特定口座年間取引報告書を読む際に、譲渡損益、配当等、源泉徴収税額を確認し、複数口座の申告判断へつなげる実務手順を解説します。
書類の数字を申告入力前の判断材料として使う
特定口座、一般口座、NISAは売買の成績を変える仕組みではなく、記録・課税・申告の流れを変える器です。まず取引を口座単位、年単位、所得区分単位に分けます。途中の数字だけで結論を出さず、年間の最終損益と提出する書類を対応させます。

数字で考える
証券会社ごとに譲渡損益、配当等、源泉徴収税額を表へ転記し、利益口座と損失口座が分かれていないかを確認します。

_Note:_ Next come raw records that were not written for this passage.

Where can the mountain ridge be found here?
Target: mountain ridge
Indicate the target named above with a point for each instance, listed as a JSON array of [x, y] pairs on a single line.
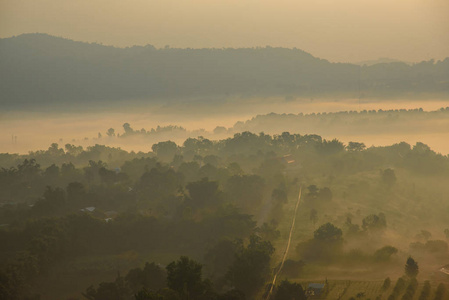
[[43, 69]]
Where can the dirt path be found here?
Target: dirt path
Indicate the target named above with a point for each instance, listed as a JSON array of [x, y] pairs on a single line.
[[287, 248]]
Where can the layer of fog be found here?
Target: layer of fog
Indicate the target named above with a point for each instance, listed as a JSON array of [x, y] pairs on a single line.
[[26, 131]]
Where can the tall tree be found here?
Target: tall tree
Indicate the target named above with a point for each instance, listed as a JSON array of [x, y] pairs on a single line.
[[411, 267]]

手順は①年間取引報告書などの一次資料を集める、②口座ごとに利益・損失・配当を転記する、③通算・繰越の対象とならない項目を分ける、④申告後の手取りと手続コストを比較する、の順です。
よくある誤り
源泉徴収されているから確認不要と考える、損失口座の書類を捨てる、前年の申告内容を確認しない、制度の説明を商品推奨と混同する、といった誤りが起きやすい点です。報告書は集計の起点であり、他口座・一般口座・国外資産の記録まで自動的に統合するものではありません。

実行チェックリスト
- 対象年分の書類を全口座分そろえる
- 譲渡損益と配当等を別欄にする
- 過去の繰越残高を確認する
- 申告の有無で変わる金額を試算する
- 国税庁と証券会社の最新案内を確認する
まとめ
書類の数字を申告入力前の判断材料として使うを毎年同じ順番で確認すれば、口座や商品が増えても税務上の見落としを減らせます。